According to an article published by the Princeton University’s Woodrow Wilson School of Public and International Affairs and the Brookings Institution, statistics from the Pentagon show that women in the military get divorced at much higher rates than civilian women and their marriages are twice as likely to end in divorce as those of military men. The ratio jumps to three times as likely to get a divorce if the females are enlisted women.

The stress and strain on military marriages was not helped by the fact that the Pentagon numbers show that over 200,000 women have already served in the Afghanistan and Iraq warfronts. The numbers indicate that 7.8% of military women overall got a divorce in the last year compared with the 3% of military men who got divorced in the same period. The largest component of the U.S. military forces is the group of enlisted soldiers who are not commissioned officers. Of those enlisted corps, nearly 9% of the women got divorced within the last 12 months, compared 3% for enlisted men. When compared to people outside the military, military women get divorced at higher rates and military men get divorced at lower rates. Compounding the troubles for military marriages is the fact that nearly half of the married women in military service are married to someone who is also in the service. Men in the military don’t share that statistic, as fewer than 10% of all military men are married to someone in the service.

Many experts have weighed-in on the growing problem of military women’s marriages ending in divorce as the percentage has been increasing for a decade. It appears military women get more divorces due to a combination of different pressures. Because the military treats women the same as men in terms of duty assignments, the women can have a harder time meeting career expectations and fulfilling their traditional societal family roles at the same time.

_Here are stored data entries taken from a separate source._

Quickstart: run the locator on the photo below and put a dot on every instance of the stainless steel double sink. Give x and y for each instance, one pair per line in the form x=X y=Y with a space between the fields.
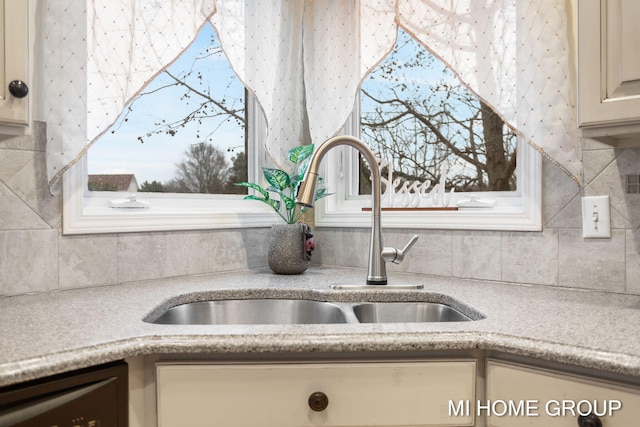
x=266 y=311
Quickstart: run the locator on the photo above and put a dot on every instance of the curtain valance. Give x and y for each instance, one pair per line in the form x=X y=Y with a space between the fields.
x=304 y=61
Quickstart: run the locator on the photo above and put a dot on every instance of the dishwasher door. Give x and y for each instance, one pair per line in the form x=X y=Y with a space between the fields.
x=95 y=397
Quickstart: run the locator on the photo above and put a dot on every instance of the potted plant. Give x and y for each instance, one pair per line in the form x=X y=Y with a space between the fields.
x=291 y=243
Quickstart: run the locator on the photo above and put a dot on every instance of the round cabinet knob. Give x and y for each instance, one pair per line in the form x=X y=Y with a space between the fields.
x=590 y=420
x=18 y=88
x=318 y=401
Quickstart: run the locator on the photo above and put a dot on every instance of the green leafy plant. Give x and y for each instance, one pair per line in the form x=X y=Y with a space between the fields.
x=285 y=184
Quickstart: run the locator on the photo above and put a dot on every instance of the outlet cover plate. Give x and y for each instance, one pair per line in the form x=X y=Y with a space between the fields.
x=596 y=217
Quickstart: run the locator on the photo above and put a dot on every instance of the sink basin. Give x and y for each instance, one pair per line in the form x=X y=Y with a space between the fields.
x=253 y=312
x=407 y=312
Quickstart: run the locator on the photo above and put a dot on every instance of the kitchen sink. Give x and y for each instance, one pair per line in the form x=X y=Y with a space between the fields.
x=291 y=311
x=253 y=312
x=407 y=312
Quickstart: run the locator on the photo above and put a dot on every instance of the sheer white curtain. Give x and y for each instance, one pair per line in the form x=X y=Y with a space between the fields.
x=92 y=57
x=515 y=55
x=304 y=61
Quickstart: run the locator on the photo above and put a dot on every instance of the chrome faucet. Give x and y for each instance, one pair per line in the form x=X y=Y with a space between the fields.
x=378 y=255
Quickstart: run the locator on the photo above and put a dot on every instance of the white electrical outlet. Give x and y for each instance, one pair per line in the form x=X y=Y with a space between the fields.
x=596 y=217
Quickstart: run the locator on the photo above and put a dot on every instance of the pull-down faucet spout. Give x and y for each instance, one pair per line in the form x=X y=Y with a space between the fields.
x=378 y=255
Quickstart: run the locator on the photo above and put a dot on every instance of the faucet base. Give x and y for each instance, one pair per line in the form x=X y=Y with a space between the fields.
x=375 y=287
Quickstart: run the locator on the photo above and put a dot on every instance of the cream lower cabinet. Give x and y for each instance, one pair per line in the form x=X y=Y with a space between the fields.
x=282 y=395
x=522 y=396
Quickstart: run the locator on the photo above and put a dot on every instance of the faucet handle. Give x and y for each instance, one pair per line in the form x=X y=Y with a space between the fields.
x=397 y=255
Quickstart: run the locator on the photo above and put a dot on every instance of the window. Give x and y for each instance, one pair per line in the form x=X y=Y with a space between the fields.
x=184 y=133
x=168 y=138
x=415 y=114
x=514 y=209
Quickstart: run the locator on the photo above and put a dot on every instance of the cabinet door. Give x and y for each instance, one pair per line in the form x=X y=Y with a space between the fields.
x=359 y=394
x=14 y=54
x=519 y=396
x=608 y=62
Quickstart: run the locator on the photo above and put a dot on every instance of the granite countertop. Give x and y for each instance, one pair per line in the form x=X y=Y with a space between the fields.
x=59 y=331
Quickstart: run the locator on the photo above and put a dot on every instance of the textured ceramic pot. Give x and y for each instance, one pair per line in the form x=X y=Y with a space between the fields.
x=287 y=248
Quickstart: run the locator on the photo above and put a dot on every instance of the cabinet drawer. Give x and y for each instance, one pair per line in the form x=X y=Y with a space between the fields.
x=359 y=394
x=553 y=399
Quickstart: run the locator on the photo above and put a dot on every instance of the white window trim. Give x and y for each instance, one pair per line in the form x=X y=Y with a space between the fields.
x=86 y=212
x=519 y=210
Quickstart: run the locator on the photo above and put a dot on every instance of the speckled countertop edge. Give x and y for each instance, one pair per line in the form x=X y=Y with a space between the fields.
x=516 y=320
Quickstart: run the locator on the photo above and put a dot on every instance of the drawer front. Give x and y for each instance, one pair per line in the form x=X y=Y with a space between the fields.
x=520 y=396
x=359 y=394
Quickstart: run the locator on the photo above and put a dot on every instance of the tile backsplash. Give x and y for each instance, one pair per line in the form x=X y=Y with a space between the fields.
x=36 y=257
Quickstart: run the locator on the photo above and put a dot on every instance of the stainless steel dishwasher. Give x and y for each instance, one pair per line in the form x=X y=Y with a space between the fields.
x=94 y=397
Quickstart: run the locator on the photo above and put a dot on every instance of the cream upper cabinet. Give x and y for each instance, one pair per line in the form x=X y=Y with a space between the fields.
x=317 y=394
x=14 y=62
x=517 y=395
x=609 y=71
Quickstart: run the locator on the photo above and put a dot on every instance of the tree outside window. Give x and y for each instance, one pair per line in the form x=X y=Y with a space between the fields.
x=416 y=114
x=185 y=132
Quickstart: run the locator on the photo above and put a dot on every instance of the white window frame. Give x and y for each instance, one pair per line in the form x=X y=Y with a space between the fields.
x=86 y=212
x=519 y=210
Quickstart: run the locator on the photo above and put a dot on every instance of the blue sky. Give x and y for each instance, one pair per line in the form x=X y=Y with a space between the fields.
x=155 y=159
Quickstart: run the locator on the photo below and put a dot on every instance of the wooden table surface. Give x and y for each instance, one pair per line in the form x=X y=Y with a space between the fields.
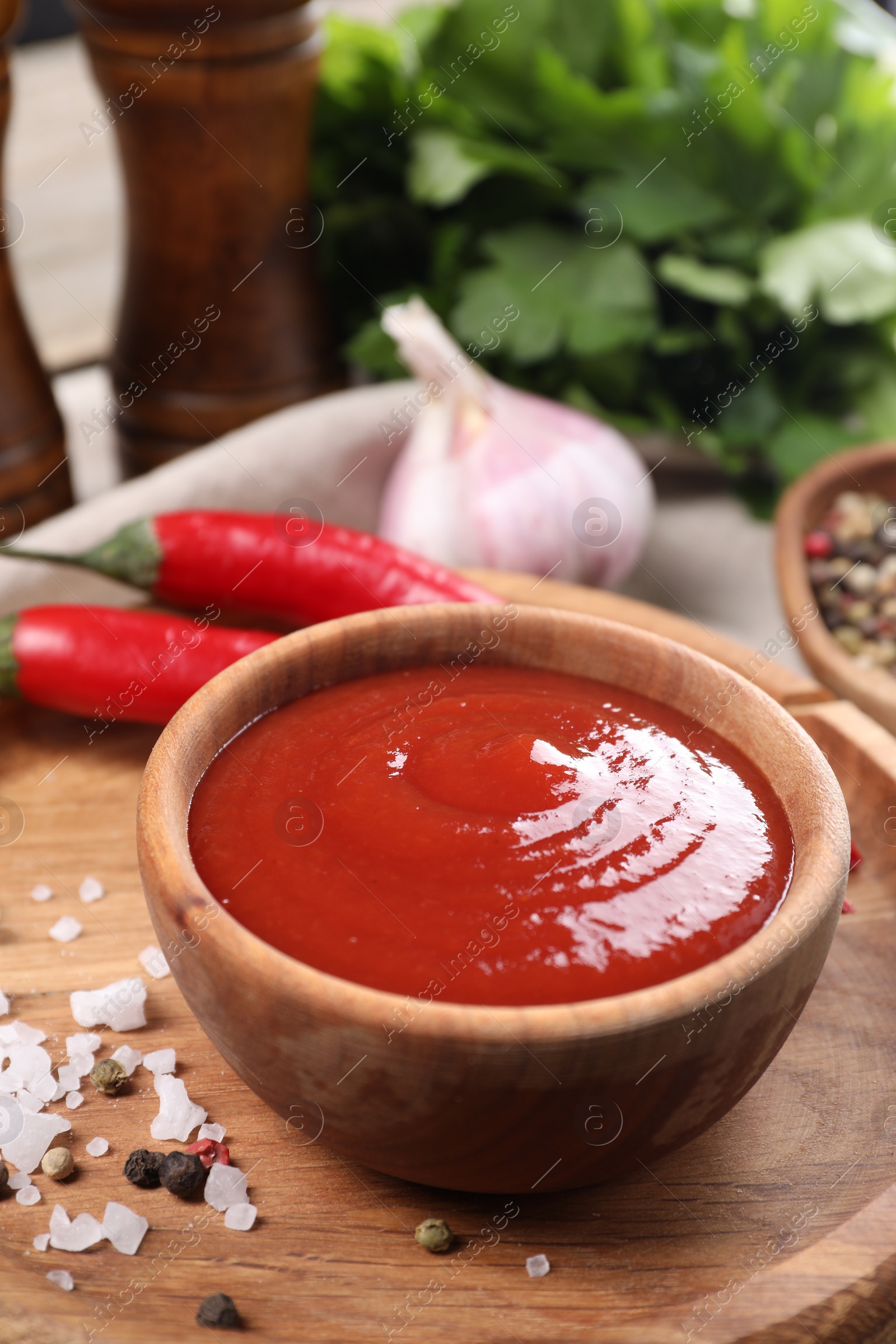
x=792 y=1197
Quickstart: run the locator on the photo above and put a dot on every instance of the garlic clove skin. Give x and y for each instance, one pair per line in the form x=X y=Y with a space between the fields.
x=494 y=478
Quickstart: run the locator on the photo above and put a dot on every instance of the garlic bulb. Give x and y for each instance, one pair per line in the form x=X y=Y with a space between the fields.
x=496 y=478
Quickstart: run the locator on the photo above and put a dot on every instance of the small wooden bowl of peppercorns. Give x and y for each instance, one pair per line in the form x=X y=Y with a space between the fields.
x=836 y=534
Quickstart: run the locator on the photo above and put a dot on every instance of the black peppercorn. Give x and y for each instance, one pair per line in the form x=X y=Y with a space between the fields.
x=182 y=1174
x=220 y=1311
x=143 y=1167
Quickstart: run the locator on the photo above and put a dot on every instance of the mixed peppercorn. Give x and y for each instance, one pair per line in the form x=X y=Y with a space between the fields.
x=852 y=568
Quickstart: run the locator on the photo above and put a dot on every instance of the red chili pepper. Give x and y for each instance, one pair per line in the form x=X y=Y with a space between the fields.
x=293 y=569
x=109 y=663
x=210 y=1151
x=819 y=546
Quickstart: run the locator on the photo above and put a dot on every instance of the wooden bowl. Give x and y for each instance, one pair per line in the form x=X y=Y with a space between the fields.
x=493 y=1099
x=801 y=510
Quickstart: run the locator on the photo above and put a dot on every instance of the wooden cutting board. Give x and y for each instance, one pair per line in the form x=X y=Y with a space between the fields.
x=778 y=1225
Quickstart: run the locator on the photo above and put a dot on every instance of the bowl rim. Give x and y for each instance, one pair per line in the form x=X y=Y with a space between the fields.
x=830 y=660
x=824 y=874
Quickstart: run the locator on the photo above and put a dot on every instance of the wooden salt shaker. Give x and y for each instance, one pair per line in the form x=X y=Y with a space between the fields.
x=222 y=318
x=34 y=474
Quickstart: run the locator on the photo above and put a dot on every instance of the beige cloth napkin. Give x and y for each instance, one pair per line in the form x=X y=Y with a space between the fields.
x=331 y=451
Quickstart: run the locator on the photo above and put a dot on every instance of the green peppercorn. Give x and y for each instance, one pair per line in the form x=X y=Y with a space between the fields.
x=108 y=1077
x=435 y=1234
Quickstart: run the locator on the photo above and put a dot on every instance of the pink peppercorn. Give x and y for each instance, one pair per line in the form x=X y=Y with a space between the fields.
x=210 y=1151
x=819 y=546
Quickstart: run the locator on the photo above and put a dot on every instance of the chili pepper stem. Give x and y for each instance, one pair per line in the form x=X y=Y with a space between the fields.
x=132 y=556
x=8 y=663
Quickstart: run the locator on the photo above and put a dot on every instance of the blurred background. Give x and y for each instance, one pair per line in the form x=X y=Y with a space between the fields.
x=781 y=212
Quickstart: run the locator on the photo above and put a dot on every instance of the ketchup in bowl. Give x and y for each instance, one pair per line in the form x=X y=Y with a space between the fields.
x=496 y=835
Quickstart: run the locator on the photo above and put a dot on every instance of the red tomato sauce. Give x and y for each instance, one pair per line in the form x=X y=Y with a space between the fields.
x=507 y=837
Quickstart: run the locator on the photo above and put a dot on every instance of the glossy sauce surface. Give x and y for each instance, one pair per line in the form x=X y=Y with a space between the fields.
x=507 y=837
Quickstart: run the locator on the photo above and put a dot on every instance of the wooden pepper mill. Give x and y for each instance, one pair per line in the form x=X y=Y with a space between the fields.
x=222 y=319
x=34 y=472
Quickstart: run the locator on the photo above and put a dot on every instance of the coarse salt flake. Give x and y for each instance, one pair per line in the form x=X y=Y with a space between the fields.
x=226 y=1186
x=32 y=1139
x=69 y=1077
x=178 y=1114
x=90 y=890
x=240 y=1218
x=66 y=929
x=76 y=1235
x=128 y=1058
x=30 y=1062
x=124 y=1229
x=45 y=1088
x=216 y=1132
x=160 y=1061
x=119 y=1006
x=62 y=1278
x=29 y=1101
x=153 y=962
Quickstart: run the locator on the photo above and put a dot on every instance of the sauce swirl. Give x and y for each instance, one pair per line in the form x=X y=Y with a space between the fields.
x=507 y=837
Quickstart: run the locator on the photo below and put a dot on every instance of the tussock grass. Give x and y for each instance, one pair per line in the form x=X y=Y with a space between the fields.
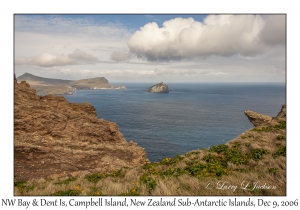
x=252 y=164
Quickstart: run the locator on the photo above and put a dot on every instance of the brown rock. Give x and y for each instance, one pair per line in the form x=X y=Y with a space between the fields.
x=258 y=119
x=59 y=137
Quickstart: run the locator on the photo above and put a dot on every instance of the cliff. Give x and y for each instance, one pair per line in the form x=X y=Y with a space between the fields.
x=45 y=86
x=158 y=88
x=252 y=164
x=54 y=138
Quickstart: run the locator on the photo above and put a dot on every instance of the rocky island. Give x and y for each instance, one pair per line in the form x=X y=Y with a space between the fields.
x=55 y=138
x=45 y=86
x=158 y=88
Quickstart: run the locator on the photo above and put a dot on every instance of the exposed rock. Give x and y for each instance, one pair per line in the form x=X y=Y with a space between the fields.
x=53 y=137
x=159 y=88
x=258 y=119
x=45 y=86
x=282 y=112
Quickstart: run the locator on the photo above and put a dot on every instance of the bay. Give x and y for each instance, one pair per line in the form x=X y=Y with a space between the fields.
x=191 y=116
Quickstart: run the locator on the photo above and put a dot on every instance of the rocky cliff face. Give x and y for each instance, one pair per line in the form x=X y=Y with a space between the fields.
x=53 y=137
x=158 y=88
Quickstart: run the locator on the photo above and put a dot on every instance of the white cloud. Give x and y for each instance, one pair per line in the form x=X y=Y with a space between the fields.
x=48 y=59
x=223 y=35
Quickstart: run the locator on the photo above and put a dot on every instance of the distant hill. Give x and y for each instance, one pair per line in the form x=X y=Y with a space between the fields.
x=45 y=86
x=42 y=80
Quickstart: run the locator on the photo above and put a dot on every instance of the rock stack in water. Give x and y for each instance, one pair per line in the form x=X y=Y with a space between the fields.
x=55 y=138
x=158 y=88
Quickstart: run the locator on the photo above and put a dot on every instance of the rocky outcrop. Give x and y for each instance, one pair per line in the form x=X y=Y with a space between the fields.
x=159 y=88
x=45 y=86
x=53 y=137
x=258 y=119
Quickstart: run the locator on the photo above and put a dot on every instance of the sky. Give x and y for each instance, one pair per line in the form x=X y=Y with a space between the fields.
x=152 y=47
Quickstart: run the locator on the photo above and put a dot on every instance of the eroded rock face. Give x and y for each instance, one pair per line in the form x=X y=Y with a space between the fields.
x=53 y=137
x=258 y=119
x=158 y=88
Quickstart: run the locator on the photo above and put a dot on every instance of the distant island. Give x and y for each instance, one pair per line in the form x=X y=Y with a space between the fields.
x=158 y=88
x=45 y=86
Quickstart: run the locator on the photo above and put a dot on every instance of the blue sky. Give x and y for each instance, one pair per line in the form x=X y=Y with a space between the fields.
x=152 y=47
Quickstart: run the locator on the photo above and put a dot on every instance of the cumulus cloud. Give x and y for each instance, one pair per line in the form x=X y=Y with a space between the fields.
x=222 y=35
x=175 y=72
x=48 y=59
x=120 y=56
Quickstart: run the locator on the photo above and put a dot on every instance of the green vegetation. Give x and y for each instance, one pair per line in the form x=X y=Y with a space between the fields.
x=67 y=193
x=22 y=187
x=280 y=152
x=186 y=174
x=96 y=177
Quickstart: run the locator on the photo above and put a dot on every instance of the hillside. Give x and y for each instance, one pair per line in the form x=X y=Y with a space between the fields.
x=51 y=133
x=45 y=86
x=54 y=138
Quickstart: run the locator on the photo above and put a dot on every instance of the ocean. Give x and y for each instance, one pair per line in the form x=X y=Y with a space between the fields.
x=190 y=117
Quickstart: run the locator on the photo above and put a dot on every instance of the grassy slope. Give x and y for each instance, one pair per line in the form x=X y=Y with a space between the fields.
x=258 y=155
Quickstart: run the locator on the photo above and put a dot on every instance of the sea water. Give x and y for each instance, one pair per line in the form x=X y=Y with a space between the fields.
x=190 y=117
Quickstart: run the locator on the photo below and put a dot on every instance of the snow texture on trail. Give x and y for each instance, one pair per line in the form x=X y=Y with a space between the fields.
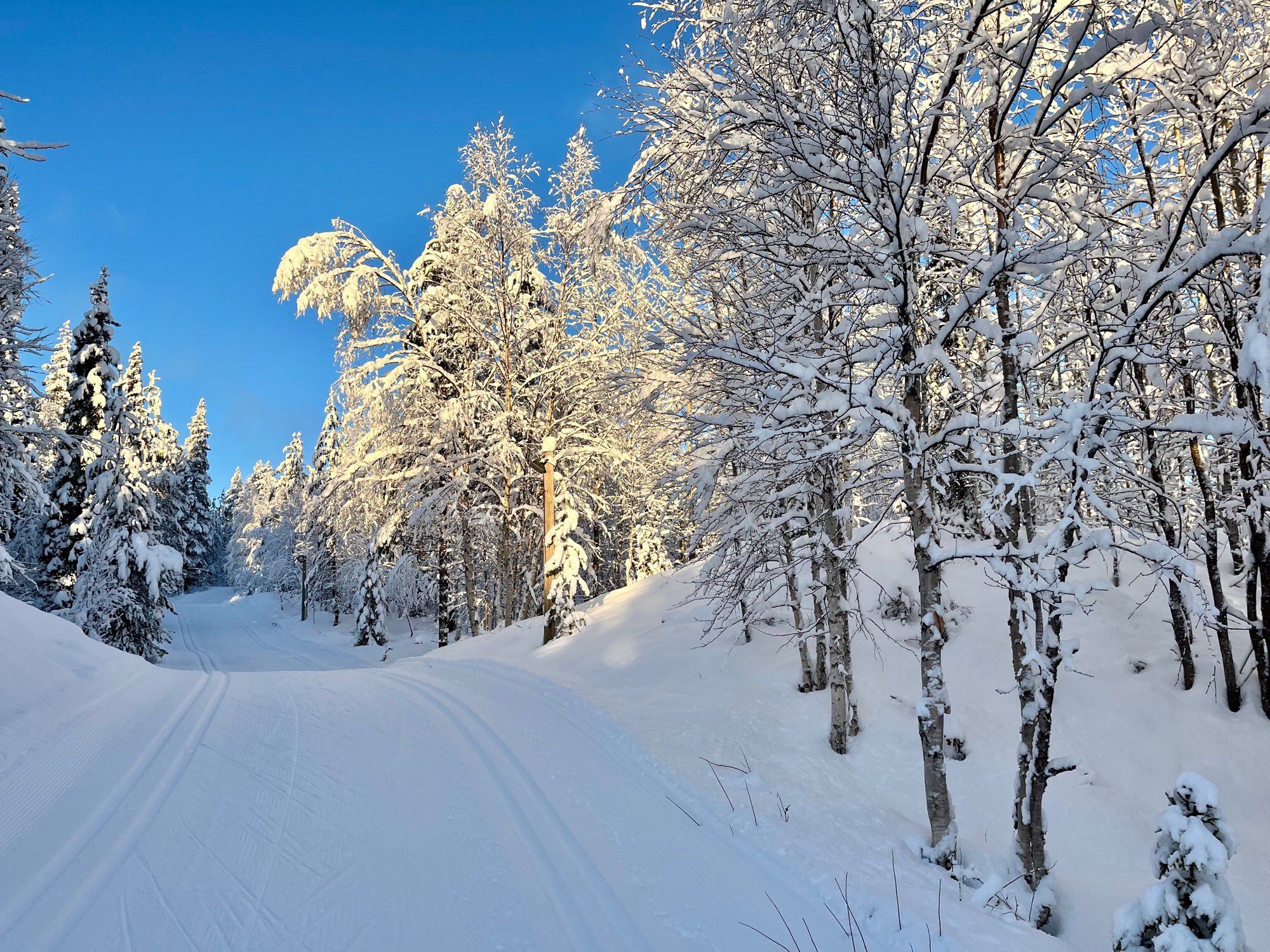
x=271 y=789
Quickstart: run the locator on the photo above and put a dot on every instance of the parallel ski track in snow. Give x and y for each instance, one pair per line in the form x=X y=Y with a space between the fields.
x=209 y=692
x=570 y=874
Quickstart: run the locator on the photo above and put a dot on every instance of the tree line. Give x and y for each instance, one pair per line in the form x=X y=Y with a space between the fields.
x=990 y=276
x=104 y=512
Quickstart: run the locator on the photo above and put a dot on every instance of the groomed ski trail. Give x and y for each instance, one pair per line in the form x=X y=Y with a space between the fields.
x=269 y=791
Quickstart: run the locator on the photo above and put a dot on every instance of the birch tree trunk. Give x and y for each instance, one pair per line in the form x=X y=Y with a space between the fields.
x=552 y=621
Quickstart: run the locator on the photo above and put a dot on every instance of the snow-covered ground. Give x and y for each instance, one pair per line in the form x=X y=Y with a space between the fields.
x=279 y=791
x=274 y=788
x=641 y=659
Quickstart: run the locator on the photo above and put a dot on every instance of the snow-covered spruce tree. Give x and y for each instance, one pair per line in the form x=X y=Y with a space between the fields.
x=1192 y=908
x=512 y=326
x=227 y=513
x=252 y=515
x=281 y=527
x=95 y=371
x=21 y=487
x=319 y=517
x=197 y=512
x=57 y=395
x=163 y=464
x=119 y=598
x=370 y=597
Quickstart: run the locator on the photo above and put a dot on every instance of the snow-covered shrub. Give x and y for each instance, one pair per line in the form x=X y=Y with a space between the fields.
x=1191 y=909
x=900 y=607
x=370 y=600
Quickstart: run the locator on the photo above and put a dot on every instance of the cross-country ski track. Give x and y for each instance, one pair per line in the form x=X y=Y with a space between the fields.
x=267 y=789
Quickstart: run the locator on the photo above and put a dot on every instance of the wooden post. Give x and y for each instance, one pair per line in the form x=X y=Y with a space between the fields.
x=549 y=629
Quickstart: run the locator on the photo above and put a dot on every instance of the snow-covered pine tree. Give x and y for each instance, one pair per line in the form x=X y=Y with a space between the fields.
x=1192 y=908
x=252 y=515
x=164 y=469
x=227 y=510
x=318 y=520
x=95 y=371
x=119 y=598
x=57 y=393
x=370 y=597
x=197 y=512
x=21 y=487
x=286 y=507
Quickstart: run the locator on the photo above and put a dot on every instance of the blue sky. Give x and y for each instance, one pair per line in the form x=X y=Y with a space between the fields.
x=205 y=142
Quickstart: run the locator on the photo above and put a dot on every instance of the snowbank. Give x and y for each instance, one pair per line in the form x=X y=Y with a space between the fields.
x=50 y=673
x=1120 y=715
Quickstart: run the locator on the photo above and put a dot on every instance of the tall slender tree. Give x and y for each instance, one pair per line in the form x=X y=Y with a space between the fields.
x=197 y=517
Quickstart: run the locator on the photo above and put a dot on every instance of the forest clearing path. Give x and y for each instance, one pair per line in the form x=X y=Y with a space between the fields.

Although comparing divorce rates between the military and civilian marriages is an inexact science, the numbers do show that the military women divorce at higher rates and military women between the ages of 40 and 50 are twice as likely to be in their second marriage as civilian women in the same age group. Military women married to civilian men have higher divorce rates too, and their civilian husbands are also more likely to be unemployed. The realities of military life for a family with a woman in the service often mean that in addition to being the primary wage earner, many female soldiers returning from overseas get little support to help them transition back to their roles as wives and mothers in the household. The situation shows the burden of divorce is not equally shared between men and women in the military today, and the women in uniform continue to bear most of the load.